Surya Darmadi Bacakan Pembelaannya di Pengadilan Tipikor Jakarta: Apa Salah Saya?

JAKARTA - Terdakwa dugaan korupsi alih fungsi lahan di Kabupaten Indragiri Hulu dan tindak pidana pencucian uang (TPPU), Surya Darmadi membacakan nota pembelaan atau pleidoinya pada hari ini, Kamis, 16 Februari. Pemilik PT Duta Palma Group itu mempertanyakan apa kesalahannya.

"Pada saat perkara ini terkena pada diri saya, dari awal saya bertanya salah saya," kata Surya saat membacakan pembelaannya di hadapan Majelis Hakim Pengadilan Tipikor Jakarta.

Surya mengatakan perusahaannya yang sudah dikelola selama 26 tahun tak pernah bermasalah.
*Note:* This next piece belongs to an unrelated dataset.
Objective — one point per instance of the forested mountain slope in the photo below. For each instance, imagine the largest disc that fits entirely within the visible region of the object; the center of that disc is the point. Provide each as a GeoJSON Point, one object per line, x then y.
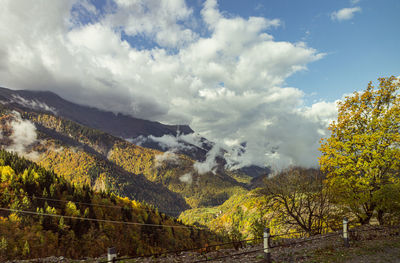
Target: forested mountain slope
{"type": "Point", "coordinates": [42, 214]}
{"type": "Point", "coordinates": [87, 156]}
Seluruh dokumennya juga jelas dan tak ada yang dinyatakan cacat oleh negara.

Sehingga, penetapannya dirinya sebagai tersangka bahkan harus menjalankan persidangan dianggapnya seperti mimpi di siang bolong. "Tidak pernah saya bayangkan akan menimpa hidup saya," tegasnya.

"Sementara di luar sana, orang tahu bahwa saya adalah penguasa yang tidak pernah bermasalah dengan hukum dan perusahaan yang saya kelola khusus perkebunan termasuk salah satu yang terbaik di Indonesia," imbuh Surya.
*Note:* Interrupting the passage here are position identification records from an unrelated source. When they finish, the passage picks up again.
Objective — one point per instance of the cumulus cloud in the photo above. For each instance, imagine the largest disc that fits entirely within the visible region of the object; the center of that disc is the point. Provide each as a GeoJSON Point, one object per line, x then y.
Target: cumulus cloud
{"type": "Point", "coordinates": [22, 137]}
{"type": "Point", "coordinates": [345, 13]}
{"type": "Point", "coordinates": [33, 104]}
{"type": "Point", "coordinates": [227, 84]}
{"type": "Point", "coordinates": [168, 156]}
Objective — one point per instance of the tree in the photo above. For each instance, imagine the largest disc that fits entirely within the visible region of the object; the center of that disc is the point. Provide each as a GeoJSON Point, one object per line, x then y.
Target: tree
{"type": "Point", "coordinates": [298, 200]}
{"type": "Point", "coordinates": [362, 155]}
Tak sampai di sana, Surya juga mengaku kaget tiba-tiba disebut sebagai pelaku mega koruptor yang merugikan negara hingga Rp104 triliun. Dia tak memahami kerja Kejaksaan Agung yang menetapkan dirinya sebagai tersangka.

Selain itu, dirinya keberatan jika perusahaannya disebut tidak memiliki izin. Sebab, PT Banyu Bening Utama, PT Panca Agro Lestari, PT Suberida Subur dan PT Palma Satu telah terdaftar di Surat Keputusan (SK) Menteri Lingkungan Hidup dan Kehutanan Nomor 531 Tanggal 30 Agustus 2021.

"Pertanyaan saya kalau saya dianggap ilegal berusaha di lahan tersebut, mengapa negara menerima pajak-pajak yang telah saya bayarkan dan surat izin lokasi izin usaha perkebunan dan sertifikat hak guna usaha yang saya miliki tidak pernah dinyatakan cacat apalagi dinyatakan batal," ujar Surya.

Sementara itu, kuasa hukum Surya Darmadi, Juniver Girsang menjelaskan persoalan kawasan hutan itu sudah diatur secara eksplisit di dalam Undang-Undang Ciptaker atau Omnibus Law. Disebutkan, perusahaan yang memasuki kawasan hutan bisa mengurus izin dan mereka tak akan disanksi pidana, melainkan hanya administratif hingga membayar denda.

Sehingga, hakim diminta bijak menilai. Apalagi, sebelumnya ada permintaan agar Surya tak mengajukan praperadilan.

"Hakim lebih bijak menilai dan menyatakan bahwa perkara ini memang tidak layak untuk diproses secara pidana. Namun, sebagaimana SD katakan tadi bahwa lawyernya dan direkturnya dipaksa untuk mencabut agar proses apa yang mereka maksudkan, praperadilan itu tidak dilanjutkan. Itu yang disampaikan SD dalam pembelaannya," tegas Juniver.

Sebelumnya, Surya Darmadi dituntut hukuman penjara seumur hidup pada Senin, 6 Februari lalu. Jaksa menilai pengusaha ini bersalah dalam kasus korupsi pengurusan izin hak guna usaha (HGU) di Indragiri Hulu, Riau.

Selanjutnya, jaksa juga menuntut pidana denda sebesar Rp1 miliar. Surya juga diminta membayar uang pengganti sebesar Rp4.798.706.951.640 dan 7.885.857,36 dolar Amerika Serikat serta Rp73.920.690.300.000 yang masuk dalam hitungan kerugian keuangan negara.

Surya dinilai bersalah melakukan tindakan korupsi dan pencucian uang sebagaimana diatur dalam dakwaan kesatu primair.

Adapun denda wajib dibayarkan dalam waktu sebulan setelah vonis berkekuatan hukum tetap. Jika tidak, harta benda Surya bakal dirampas untuk dilelang oleh jaksa dan bila masih belum cukup dia bisa ditambahi hukuman pidana 10 tahun penjara.